Do sytuacji odniósł się niedawno także Marcin Lechowski, prezes zarządu Nordzucker Polska, do którego należy m.in. cukrownia w Chełmży.
– Obecne zawirowania związane z ograniczoną dostępnością cukru w sklepach najprawdopodobniej są efektem obawy klientów przed szybko rosnącą inflacją oraz perspektywą rosnących cen, a co za tym idzie potrzebą zapewnienia zapasów tego surowca na przyszłość. Obecnie jesteśmy na etapie kontraktacji dostaw cukru naszym klientom na kolejny sezon. Obecne, wyższe niż w ubiegłorocznej kampanii ceny są odzwierciedleniem sytuacji rynkowej – tłumaczy prezes Nordzucker Polska.

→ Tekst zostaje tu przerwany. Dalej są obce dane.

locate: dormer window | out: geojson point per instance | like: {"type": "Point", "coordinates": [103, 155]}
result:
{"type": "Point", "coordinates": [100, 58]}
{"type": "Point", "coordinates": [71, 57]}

Zdaniem Marcina Lechowskiego na ceny cukru wpływ ma nie tylko popyt, ale też ogólny spadek upraw buraków, przez co są trudniej dostępne. Dodatkowym problemem jest susza, która daje się we znaki rolnikom.
– Wzrost cen energii, paliwa, logistyki i pozostałych kosztów prowadzenia działalności również muszą znaleźć odzwierciedlenie w cenie w obecnie podpisywanych kontraktach. W tej kwestii spotykamy się jednak z pełnym zrozumieniem ze strony naszych partnerów biznesowych – dodaje Marcin Lechowski.
Pozostaje jedynie mieć nadzieję, że cukrowy problem rzeczywiście niedługo dobiegnie końca. Póki co jednak na zakupach trzeba uzbroić się w cierpliwość i liczyć, że cukru nam nie zabraknie.